Madeleine porte des regards pleins d'une expression touchante sur tout ce qui l'entoure, et Victor se dit en l'examinant: «En vérité, Dufour avait raison, elle est jolie en ce moment... Cette jeune fille a une ame bien aimante... elle ne sera pas toujours heureuse!...»
Madeleine se lève; ils continuent à parcourir les jardins. Arrivés près d'un joli bosquet qui est devant la pièce d'eau, Madeleine pousse un cri, et ses yeux se remplissent de larmes.
«Qu'avez-vous donc? lui dit Victor.—Ah! monsieur,... ce bosquet c'était la place de ma bienfaitrice... elle s'y asseyait tous les jours... C'est là qu'elle m'a embrassée pour la dernière fois!...»
Madeleine sanglote; bientôt elle s'éloigne de Victor, entre dans le bosquet, se met à genoux, et prie le ciel avec ferveur. Le jeune homme attend avec respect qu'elle ait fini sa prière; car il y a dans cette action de la jeune fille quelque chose de bien touchant, qui le fait rêver plus profondément que de coutume.
Madeleine quitte enfin le bosquet, elle ne pleure plus. On reprend la promenade, et Madeleine retrouve un sourire pour d'autres souvenirs. A dix-huit ans le rire est si près des larmes.
Au détour d'une allée, qui conduit jusqu'à la maison, Victor s'écrie: «Les voilà!... ils viennent par ici.—Qui donc, monsieur?—Armand et sa sœur.—Quoi!... ce monsieur,... cette grande dame,... ce sont mes camarades d'enfance? Comme ils sont changés!... Oh! c'est égal... mon cœur les reconnaît... Je vais courir les embrasser...—Non pas,... non pas,... je ne veux pas qu'ils vous voient encore... Tenez... entrez dans ce petit kiosque, et attendez que je vous fasse signe.—Ah! monsieur, ne me faites pas attendre long-temps, je vous en prie.»

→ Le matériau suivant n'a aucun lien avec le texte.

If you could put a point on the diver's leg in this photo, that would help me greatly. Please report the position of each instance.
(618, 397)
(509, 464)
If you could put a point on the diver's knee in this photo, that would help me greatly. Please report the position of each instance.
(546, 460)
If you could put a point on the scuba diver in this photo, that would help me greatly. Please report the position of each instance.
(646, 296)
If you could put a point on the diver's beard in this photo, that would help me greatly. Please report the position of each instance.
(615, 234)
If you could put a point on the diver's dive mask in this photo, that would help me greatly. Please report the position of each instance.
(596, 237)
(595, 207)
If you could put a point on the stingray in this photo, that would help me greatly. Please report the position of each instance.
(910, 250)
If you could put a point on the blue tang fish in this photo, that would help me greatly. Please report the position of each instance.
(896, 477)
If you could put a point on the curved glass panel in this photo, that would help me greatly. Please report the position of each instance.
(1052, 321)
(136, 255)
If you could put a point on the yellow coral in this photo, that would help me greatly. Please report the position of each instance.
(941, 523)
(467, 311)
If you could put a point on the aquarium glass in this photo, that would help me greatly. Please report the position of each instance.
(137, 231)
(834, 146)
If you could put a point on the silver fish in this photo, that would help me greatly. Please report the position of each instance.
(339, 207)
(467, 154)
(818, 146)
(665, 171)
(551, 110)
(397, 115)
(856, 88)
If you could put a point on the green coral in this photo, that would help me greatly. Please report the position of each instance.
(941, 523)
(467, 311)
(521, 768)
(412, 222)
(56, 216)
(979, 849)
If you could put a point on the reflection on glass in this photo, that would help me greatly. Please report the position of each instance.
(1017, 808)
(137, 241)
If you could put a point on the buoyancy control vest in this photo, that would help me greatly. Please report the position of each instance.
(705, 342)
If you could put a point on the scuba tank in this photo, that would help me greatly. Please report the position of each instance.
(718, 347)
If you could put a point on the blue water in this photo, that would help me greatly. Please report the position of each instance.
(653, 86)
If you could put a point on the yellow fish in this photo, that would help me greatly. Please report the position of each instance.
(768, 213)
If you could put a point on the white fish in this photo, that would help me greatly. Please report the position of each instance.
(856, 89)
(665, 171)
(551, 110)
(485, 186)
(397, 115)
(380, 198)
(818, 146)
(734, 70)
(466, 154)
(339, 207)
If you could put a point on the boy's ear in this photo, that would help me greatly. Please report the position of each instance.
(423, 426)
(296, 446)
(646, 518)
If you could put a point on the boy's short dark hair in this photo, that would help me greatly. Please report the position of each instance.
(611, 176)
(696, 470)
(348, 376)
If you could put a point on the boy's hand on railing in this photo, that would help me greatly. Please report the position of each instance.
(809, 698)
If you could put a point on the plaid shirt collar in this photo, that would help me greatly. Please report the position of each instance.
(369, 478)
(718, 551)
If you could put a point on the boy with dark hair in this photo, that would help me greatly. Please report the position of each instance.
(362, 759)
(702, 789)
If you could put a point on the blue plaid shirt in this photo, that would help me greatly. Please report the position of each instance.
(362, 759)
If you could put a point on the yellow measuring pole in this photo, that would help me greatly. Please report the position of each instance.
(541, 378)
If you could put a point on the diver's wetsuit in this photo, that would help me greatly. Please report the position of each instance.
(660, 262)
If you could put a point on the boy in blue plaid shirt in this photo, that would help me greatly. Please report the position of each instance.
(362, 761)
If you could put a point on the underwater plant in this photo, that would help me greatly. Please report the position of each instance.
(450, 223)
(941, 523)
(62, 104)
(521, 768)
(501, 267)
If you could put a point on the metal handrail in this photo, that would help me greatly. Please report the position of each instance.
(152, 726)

Ce n'est pas sans peine que Victor parvient à décider Madeleine à entrer dans le kiosque; enfin elle s'y cache, et le jeune homme fait quelques pas au-devant d'Armand et de sa sœur.
«Nous vous cherchions, mon cher Dalmer, dit Armand. On nous a dit que depuis long-temps déjà vous étiez levé et vous promeniez dans le jardin... Diable, vous êtes matinal!
»—Mais vous, mon frère, vous êtes trop paresseux! Je suis bien aise que monsieur sache qu'il y a long-temps que je suis levée. Je le croyais à la chasse avec mon mari... sans quoi je serais venue lui tenir compagnie.